2024
Cairn
Sarga Moussa, « Paysages picturaux et projections identitaires dans le Voyage en Orient de Lamartine », Revue de l'art, ID : 10670/1.6bdbs9
This article explores the pictorial dimension present in Lamartine’s Voyage en Orient (1835). Far from being a product of facile exoticism, the Orient of Lamartine is the object of a double process of aestheticizing reality and projecting emotion. First must be examined how the describer becomes a painter in order to compose idealized, harmonious landscapes, on the model of Classical painters, allowing a spiritualization of space.

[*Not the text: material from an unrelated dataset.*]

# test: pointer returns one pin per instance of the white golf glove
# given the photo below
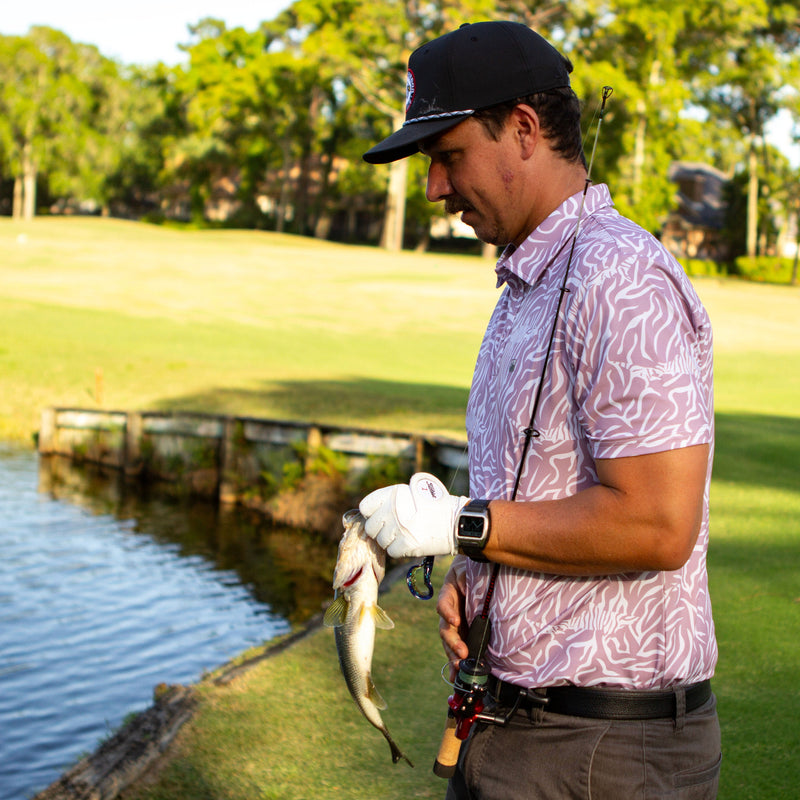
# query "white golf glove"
(418, 519)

Next must be examined how the narrator, by substituting himself for the Author of the creation designated as painter, symbolically brings back to life his daughter who died of tuberculosis during the voyage, celebrating the “wonders” of nature seen during the last walk he took with her in the Lebanese mountains. Finally comes the analysis of the double movement at work in the motif of the fires of light, simultaneously the projection of interior upheaval and an attempt to distance itself from a new aesthetic of Oriental landscape which, this time, rivals with the Romantic Orientalist painters. With Lamartine, a turning point took place. His use of pictorial comparisons for representing the Mediterranean Orient leads, at the same time, to a necessary interdisciplinarity where literature and art history complete each other.